Purpose of a Carburetor

– Provides the correct fuel–air ratio, atomizes fuel, delivers a uniform mixture, adjusts mixture for power and altitude, and ensures smooth engine operation.

Basic Principle of Carburetion

– The carburetor operates based on Bernoulli’s Principle, where increased air velocity causes reduced pressure that draws fuel into the airstream.

Bernoulli’s Principle

– As air velocity increases, pressure decreases.

Venturi

– A narrowed section of the carburetor that increases air speed and lowers pressure.

Venturi Effect

– The pressure drop in the venturi draws fuel from the float chamber into the airflow.

Carburetor Airflow Action

– Uses increased air speed and reduced pressure to draw fuel, which can lead to carburetor icing.

Jet Engine Inlet Function

– Slows air to increase pressure for stable airflow and efficient engine operation.

Float-Type Carburetor

– A carburetor that uses a float mechanism to maintain a constant fuel level and meters fuel using pressure differences in the venturi.

Float Chamber (Float Bowl)

– Stores fuel and maintains a constant fuel level for proper metering.

Float and Needle Valve

– Regulates the amount of fuel entering the float chamber based on fuel level.

Discharge Nozzle

– Releases fuel into the airflow at the venturi.

Throttle Valve

– Controls the quantity of fuel–air mixture entering the engine and regulates engine power.

Mixture Control

– Adjusts the fuel–air ratio according to altitude and engine operating conditions.

Operation of a Float-Type Carburetor

– Airflow through the venturi creates low pressure that draws fuel from the float chamber, mixes it with air, and delivers it to the engine.

Rich Mixture

– A mixture containing more fuel and less air, used during engine start and high power.

Lean Mixture

– A mixture containing less fuel and more air, used during cruise for fuel efficiency.

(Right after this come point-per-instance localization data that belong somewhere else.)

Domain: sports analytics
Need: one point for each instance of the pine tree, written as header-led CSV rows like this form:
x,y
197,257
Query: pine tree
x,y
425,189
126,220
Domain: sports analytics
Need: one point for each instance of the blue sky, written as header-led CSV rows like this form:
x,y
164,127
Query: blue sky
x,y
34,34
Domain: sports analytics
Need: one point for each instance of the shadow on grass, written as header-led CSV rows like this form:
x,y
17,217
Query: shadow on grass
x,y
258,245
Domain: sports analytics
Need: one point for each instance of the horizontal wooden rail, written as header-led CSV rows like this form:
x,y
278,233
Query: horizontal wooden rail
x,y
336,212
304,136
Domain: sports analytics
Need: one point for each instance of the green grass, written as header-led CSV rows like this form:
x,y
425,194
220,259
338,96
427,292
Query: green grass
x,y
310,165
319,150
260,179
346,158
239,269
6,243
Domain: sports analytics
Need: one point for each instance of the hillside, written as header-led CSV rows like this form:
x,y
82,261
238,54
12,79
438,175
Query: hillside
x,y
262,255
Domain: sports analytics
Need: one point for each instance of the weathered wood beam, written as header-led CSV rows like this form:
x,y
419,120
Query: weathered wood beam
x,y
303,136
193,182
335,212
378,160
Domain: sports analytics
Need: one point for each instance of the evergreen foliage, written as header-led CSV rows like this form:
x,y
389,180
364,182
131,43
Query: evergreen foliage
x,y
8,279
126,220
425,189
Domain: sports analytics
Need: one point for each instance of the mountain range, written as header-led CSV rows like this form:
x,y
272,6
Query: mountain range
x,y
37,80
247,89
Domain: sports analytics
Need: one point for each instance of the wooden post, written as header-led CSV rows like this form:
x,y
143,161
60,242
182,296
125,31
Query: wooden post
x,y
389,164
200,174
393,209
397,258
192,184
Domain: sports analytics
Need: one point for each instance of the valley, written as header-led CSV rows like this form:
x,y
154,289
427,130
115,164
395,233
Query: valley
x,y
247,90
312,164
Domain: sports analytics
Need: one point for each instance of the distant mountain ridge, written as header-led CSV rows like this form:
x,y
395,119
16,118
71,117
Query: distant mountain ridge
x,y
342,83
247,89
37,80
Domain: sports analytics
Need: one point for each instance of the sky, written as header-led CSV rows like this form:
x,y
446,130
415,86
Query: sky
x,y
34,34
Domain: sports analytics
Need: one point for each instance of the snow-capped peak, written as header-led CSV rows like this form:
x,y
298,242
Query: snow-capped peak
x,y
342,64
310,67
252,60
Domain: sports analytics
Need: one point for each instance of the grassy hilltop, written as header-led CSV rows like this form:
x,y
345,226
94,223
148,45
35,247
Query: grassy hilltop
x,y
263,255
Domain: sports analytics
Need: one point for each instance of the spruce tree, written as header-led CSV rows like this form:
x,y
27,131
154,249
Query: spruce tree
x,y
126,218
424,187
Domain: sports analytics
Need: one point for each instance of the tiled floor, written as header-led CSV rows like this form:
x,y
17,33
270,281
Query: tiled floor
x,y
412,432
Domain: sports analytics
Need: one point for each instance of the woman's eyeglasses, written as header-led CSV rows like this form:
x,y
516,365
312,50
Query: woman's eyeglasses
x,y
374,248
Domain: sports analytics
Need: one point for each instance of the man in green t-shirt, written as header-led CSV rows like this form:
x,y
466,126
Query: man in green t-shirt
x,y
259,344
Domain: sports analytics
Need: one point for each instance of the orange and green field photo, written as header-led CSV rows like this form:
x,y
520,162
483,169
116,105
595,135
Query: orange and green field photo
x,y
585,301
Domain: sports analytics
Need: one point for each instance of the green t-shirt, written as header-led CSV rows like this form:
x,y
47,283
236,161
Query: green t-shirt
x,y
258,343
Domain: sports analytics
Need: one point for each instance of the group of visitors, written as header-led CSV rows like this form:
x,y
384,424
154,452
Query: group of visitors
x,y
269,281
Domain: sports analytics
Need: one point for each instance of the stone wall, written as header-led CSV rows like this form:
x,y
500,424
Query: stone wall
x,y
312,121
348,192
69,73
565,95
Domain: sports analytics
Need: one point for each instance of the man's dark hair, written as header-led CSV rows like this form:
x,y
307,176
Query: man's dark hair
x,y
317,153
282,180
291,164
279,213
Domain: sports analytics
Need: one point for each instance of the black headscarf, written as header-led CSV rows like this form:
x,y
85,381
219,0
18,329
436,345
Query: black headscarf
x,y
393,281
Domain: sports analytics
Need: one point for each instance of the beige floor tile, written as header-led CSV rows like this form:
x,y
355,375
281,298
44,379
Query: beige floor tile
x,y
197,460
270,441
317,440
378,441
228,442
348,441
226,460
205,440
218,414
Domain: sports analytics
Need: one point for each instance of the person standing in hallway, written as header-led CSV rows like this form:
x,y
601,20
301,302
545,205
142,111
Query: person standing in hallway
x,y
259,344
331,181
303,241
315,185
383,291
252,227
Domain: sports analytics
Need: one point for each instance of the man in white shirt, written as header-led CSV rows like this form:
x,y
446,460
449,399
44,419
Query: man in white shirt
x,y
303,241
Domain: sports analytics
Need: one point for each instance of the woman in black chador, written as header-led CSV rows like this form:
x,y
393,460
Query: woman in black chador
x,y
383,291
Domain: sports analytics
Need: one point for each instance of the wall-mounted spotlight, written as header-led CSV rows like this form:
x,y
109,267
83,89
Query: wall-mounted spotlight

Effects of Improper Mixture

– Causes rough engine operation, overheating, spark plug fouling, and loss of power.

Factors Affecting Carburetion

– Air density, engine speed, temperature, and throttle position.

Air Density Effect

– Decreases with altitude and requires mixture adjustment.

Engine Speed Effect

– Higher RPM requires increased fuel and airflow.